Recent change in how get_user() handles pointers [1] has a specific case for LAM. It assigns a different bitmask that's later used to check whether a pointer comes from userland in get_user().
While currently commented out (until LASS [2] is merged into the kernel) it's worth making changes to the LAM selftest ahead of time.
Modify cpu_has_la57() so it provides current paging level information instead of the cpuid one.
Add test case to LAM that utilizes a ioctl (FIOASYNC) syscall which uses get_user() in its implementation. Execute the syscall with differently tagged pointers to verify that valid user pointers are passing through and invalid kernel/non-canonical pointers are not.
Also to avoid unhelpful test failures add a check in main() to skip running tests if LAM was not compiled into the kernel.
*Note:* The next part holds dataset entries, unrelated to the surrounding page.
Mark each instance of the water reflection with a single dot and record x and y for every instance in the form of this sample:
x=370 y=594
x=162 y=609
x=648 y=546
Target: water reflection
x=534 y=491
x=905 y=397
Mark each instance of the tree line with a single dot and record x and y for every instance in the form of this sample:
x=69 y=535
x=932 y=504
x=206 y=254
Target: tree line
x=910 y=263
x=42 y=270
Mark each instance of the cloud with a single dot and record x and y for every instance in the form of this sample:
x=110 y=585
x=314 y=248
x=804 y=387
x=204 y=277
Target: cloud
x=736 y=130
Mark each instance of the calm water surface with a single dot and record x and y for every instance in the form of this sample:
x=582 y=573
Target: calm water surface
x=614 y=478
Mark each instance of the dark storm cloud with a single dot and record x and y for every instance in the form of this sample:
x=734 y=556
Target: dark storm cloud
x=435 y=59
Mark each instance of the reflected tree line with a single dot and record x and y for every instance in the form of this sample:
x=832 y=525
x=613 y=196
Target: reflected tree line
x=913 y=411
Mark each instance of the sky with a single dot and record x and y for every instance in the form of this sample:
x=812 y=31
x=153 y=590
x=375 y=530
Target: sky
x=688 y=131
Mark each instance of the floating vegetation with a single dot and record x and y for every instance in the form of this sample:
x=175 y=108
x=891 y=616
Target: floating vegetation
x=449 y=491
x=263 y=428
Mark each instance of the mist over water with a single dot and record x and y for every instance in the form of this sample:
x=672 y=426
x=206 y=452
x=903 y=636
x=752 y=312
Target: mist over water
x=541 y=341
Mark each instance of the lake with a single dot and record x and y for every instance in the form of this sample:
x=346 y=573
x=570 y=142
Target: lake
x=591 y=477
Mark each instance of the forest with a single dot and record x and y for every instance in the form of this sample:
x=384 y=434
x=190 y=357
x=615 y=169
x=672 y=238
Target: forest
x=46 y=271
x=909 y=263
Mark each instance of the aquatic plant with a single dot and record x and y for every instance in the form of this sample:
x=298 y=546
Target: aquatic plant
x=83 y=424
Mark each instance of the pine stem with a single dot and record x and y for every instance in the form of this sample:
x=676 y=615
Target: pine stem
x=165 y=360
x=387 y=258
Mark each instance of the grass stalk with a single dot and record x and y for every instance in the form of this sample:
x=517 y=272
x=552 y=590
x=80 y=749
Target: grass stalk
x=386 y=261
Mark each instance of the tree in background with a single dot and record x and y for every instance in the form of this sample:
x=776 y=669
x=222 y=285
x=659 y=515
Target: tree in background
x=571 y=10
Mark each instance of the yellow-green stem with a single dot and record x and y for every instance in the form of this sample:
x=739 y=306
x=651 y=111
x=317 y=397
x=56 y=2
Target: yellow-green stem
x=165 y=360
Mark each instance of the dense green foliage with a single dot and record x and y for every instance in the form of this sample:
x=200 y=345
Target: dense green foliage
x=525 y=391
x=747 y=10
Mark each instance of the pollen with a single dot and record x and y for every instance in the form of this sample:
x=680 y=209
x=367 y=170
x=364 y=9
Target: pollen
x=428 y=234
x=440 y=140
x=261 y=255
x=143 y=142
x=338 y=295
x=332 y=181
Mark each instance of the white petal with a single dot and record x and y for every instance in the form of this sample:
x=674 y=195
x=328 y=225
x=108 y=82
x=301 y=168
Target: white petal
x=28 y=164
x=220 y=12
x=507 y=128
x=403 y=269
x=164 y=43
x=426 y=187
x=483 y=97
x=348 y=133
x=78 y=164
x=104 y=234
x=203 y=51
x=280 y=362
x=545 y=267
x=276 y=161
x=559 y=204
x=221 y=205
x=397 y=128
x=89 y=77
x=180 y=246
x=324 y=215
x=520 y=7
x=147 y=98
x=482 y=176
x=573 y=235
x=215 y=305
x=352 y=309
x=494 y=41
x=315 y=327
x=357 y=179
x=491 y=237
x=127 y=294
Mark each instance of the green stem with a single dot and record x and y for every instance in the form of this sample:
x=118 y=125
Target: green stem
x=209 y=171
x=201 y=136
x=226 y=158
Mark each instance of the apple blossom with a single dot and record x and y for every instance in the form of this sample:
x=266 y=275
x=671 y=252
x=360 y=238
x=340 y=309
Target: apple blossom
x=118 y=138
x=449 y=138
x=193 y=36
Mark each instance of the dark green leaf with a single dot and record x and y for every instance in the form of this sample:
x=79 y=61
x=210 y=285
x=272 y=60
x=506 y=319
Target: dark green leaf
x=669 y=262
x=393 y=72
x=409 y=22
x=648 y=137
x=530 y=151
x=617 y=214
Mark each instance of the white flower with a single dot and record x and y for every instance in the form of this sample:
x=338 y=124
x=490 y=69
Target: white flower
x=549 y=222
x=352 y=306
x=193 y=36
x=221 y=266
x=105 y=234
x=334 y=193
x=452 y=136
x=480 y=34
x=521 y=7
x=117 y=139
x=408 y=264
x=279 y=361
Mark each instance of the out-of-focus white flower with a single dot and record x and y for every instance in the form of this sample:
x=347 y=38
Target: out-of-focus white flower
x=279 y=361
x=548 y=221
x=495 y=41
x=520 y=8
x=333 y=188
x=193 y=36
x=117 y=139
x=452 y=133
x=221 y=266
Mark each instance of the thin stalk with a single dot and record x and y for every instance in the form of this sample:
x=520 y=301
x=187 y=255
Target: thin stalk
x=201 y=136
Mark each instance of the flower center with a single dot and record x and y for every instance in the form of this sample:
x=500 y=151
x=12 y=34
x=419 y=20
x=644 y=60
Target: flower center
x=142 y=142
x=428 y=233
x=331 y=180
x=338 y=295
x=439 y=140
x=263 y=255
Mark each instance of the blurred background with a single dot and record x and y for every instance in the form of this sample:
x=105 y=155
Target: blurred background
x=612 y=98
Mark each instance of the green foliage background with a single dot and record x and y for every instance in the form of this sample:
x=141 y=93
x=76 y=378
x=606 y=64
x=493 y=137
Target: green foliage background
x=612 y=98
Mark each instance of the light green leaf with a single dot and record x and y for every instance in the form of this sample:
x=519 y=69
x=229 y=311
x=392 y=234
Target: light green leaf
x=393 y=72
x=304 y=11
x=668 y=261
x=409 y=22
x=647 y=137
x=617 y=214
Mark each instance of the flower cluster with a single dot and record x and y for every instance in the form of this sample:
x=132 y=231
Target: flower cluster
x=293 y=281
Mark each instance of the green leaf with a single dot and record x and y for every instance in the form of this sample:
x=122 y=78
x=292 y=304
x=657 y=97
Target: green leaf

Code was tested on a Sierra Forest Xeon machine that's LAM capable. The test was ran without issues with both the LAM lines from [1] untouched and commented out. The test was also ran without issues with LAM_SUP both enabled and disabled.
4/5 level pagetables code paths were also successfully tested in Simics on a 5-level capable machine.
[1] https://lore.kernel.org/all/20241024013214.129639-1-torvalds@linux-foundatio... [2] https://lore.kernel.org/all/20241028160917.1380714-1-alexander.shishkin@linu...
Maciej Wieczor-Retman (3): selftests/lam: Move cpu_has_la57() to use cpuinfo flag selftests/lam: Skip test if LAM is disabled selftests/lam: Test get_user() LAM pointer handling
tools/testing/selftests/x86/lam.c | 120 ++++++++++++++++++++++++++++-- 1 file changed, 115 insertions(+), 5 deletions(-)
In current form cpu_has_la57() reports platform's support for LA57 through reading the output of cpuid. A much more useful information is whether 5-level paging is actually enabled on the running system.
Presence of the la57 flag in /proc/cpuinfo signifies that 5-level paging was compiled into the kernel, is supported by the platform and wasn't disabled by kernel command line argument.
Use system() with cat and grep to figure out if la57 is enabled on the running system.
Signed-off-by: Maciej Wieczor-Retman maciej.wieczor-retman@intel.com Acked-by: Kirill A. Shutemov kirill.shutemov@linux.intel.com Acked-by: Shuah Khan skhan@linuxfoundation.org --- Changelog v5: - Remove "cat" from system() call and use only "grep".
Changelog v4: - Add this patch to the series.
tools/testing/selftests/x86/lam.c | 7 +------ 1 file changed, 1 insertion(+), 6 deletions(-)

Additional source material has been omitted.